This is how you make a comic movie
While perusing the movie site Aint It Cool News I came across two exciting things for comic book fans. There was the premiere of the new trailer for what I will call the Wolverine movie (aka the absurdly and unnecessarily long titled X-Men Origins: Wolverine) and the first review for Frank Miller's film adaptation of the Will Eisner comic classic the Spirit.
On one hand, you have the Wolverine movie, filled with comic delights such as Gambit and Deadpool finally making it into a movie, a plot delving into Wolverine's very interesting life and origin, and old man Logan getting down and dirty with some good ol' violence.
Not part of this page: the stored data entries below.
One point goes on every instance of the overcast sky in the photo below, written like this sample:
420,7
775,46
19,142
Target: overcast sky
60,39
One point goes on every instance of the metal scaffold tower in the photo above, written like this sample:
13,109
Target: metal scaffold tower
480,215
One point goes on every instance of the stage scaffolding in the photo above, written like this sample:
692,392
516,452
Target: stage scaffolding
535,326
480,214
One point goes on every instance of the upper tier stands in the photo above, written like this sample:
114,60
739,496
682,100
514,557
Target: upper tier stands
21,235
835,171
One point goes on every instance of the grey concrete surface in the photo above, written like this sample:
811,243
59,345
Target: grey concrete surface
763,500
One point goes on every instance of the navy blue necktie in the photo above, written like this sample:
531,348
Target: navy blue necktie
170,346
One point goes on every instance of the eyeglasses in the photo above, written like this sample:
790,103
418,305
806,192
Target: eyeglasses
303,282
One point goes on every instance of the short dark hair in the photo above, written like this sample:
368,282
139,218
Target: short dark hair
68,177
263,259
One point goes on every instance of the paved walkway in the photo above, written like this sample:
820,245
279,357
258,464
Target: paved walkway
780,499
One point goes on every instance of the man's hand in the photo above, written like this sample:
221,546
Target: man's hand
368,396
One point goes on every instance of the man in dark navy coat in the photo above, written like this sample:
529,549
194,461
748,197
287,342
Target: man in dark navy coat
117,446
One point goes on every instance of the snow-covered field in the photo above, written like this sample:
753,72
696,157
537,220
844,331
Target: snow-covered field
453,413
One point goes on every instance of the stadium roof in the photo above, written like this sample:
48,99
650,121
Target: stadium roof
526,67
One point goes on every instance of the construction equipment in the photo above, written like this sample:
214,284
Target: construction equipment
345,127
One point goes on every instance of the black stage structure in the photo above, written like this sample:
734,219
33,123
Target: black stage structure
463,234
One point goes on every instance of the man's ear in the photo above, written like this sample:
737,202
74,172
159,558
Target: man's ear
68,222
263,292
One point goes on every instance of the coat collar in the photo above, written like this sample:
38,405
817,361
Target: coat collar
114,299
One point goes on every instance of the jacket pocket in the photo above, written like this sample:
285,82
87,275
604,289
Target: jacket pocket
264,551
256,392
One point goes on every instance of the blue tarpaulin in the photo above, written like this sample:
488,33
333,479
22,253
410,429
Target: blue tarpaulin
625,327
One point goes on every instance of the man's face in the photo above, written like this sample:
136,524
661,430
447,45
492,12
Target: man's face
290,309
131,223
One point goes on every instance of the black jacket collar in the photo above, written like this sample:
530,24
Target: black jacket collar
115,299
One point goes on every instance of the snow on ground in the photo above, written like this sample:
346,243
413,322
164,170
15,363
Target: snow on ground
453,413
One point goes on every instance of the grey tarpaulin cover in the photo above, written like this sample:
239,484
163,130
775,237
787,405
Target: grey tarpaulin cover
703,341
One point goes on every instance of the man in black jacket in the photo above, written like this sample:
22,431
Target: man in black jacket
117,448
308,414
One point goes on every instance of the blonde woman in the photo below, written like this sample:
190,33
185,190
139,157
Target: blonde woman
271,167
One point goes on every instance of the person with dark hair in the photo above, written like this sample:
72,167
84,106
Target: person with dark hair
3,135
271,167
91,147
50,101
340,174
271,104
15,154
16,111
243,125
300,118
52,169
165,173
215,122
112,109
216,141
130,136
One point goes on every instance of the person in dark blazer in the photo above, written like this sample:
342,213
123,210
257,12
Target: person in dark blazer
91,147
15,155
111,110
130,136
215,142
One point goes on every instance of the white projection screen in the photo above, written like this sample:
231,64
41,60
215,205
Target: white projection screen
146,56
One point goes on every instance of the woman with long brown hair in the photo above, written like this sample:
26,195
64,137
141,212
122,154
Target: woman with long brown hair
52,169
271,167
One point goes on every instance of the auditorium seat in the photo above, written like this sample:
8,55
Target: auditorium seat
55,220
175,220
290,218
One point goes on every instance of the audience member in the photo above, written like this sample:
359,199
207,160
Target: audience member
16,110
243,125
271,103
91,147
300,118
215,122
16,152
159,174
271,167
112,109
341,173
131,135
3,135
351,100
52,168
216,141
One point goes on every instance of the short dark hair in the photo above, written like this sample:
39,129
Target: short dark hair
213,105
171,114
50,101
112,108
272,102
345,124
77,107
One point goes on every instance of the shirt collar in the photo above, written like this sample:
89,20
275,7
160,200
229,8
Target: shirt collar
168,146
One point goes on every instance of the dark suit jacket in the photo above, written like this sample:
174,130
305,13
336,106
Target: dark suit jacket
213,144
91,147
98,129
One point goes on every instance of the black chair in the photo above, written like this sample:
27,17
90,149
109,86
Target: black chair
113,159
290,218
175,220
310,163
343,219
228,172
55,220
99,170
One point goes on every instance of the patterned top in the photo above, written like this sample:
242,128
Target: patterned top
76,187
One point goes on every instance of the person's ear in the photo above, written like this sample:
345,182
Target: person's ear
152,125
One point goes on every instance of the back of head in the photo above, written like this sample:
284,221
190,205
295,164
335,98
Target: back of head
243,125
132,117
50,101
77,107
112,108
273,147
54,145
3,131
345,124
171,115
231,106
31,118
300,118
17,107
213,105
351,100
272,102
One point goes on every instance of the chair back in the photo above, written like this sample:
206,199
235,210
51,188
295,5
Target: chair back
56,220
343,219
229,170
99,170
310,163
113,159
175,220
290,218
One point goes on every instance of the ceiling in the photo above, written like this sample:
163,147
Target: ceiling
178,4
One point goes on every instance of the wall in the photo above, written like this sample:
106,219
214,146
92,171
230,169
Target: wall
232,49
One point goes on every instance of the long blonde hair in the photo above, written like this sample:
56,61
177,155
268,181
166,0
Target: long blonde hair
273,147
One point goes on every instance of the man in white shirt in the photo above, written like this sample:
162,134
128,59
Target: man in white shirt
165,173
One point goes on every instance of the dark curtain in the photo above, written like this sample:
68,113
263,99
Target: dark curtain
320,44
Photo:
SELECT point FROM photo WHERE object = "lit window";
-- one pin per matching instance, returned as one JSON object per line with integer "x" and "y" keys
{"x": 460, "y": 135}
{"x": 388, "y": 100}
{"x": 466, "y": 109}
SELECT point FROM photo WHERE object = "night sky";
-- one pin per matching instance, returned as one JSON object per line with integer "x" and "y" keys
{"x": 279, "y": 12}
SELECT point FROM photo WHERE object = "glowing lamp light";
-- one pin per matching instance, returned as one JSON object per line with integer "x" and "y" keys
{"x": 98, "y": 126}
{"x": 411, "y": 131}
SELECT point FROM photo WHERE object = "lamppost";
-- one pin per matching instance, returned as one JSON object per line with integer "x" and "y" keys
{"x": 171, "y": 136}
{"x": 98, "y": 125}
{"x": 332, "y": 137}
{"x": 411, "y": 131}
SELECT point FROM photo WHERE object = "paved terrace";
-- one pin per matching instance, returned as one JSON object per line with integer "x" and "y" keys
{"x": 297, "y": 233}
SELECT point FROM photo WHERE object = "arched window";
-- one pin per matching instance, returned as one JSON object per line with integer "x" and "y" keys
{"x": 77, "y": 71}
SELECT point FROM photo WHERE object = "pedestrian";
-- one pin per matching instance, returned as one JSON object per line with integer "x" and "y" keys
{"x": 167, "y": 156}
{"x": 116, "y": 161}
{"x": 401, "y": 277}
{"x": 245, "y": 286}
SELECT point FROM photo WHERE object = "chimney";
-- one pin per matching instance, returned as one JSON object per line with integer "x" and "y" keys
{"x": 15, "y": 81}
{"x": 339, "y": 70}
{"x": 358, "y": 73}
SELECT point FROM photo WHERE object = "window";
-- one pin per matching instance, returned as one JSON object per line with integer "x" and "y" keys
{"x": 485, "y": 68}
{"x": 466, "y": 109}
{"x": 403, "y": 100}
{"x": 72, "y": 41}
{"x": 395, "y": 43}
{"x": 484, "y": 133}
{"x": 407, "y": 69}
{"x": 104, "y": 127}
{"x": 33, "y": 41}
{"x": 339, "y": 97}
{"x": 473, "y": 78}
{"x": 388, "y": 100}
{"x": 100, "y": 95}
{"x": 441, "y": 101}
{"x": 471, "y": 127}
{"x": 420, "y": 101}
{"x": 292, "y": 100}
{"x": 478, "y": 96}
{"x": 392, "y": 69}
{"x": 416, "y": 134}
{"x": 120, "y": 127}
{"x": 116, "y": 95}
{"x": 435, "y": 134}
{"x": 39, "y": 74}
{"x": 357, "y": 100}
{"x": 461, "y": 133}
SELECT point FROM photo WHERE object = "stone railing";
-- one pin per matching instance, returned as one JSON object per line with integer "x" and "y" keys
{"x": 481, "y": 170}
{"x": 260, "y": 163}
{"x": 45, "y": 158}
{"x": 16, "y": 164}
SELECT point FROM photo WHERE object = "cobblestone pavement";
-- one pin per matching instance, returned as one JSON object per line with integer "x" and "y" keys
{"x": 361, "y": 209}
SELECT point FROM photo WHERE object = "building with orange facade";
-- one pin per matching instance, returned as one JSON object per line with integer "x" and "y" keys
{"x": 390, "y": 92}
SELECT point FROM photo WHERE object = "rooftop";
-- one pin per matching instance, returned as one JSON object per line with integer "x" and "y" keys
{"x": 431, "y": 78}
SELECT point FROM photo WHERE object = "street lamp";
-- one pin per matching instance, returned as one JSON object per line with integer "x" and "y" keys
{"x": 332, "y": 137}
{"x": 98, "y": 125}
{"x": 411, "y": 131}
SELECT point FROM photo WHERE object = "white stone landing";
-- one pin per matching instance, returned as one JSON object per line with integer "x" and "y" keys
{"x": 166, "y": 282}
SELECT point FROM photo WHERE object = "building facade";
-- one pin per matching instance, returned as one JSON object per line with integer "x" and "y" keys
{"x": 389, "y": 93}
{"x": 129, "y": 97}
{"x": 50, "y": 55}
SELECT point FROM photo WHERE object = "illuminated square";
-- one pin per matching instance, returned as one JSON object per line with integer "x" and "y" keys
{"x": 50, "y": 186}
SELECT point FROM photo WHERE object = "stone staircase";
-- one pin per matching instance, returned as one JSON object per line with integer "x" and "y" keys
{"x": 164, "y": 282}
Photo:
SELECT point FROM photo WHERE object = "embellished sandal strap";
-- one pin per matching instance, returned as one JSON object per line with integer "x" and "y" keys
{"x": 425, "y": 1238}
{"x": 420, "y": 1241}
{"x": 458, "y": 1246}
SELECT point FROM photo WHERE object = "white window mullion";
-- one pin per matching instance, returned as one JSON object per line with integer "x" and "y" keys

Like he should be. As a movie fan, you have Liev Schreiber flat out dominating the trailer with his portrayal of Sabretooth, you have Danny Huston chewing the scenery as Stryker (I contest that Michael C. Hall would have filled it better, but that's neither here nor there - at least we can save Hall for Arcade further down the line), and you have Jackman looking as in his element as you can get.
In short, get excited folks. I get the feeling that Gavin Hood may actually deliver another good installment of mutant related comic adaptations.
Then on the other hand you have the review of the Spirit, a movie rife with challenges, not the least of which is an amateurish (at best) director in comic god Miller and an absurdly hyperstylized trailer. This review compares Battlefield Earth (one of the worst adaptations and movies ever) favorably to the Spirit.
Words used in that previous sentence did in fact include "compares," "favorably," and "Battlefield Earth."
You there? You five guys (I used to be one of you) who were holding out hope that Miller's adaptation could possibly be serviceable? Give up. Regardless of how poorly written or ridiculous the actual review may be, odds are this just confirms the worst - this movie is going to suck, and badly at that.
That's what always gets me. These movies have great source material. How can you not take decades of material and craft the best stories into something everyone wants to see? I just don't get it. Especially with the Spirit as it adapts one of the best comic stories ever in the "Sand Serif" arc. With all of the confidence the Wolvie preview gets me, movies like the Spirit take it away.
I really want to believe that Mendes and Caruso will do right by Preacher and Y the Last Man. While I can't expect perfect, please, please, please take us towards Wolverine and ignore everything that comes from the Spirit.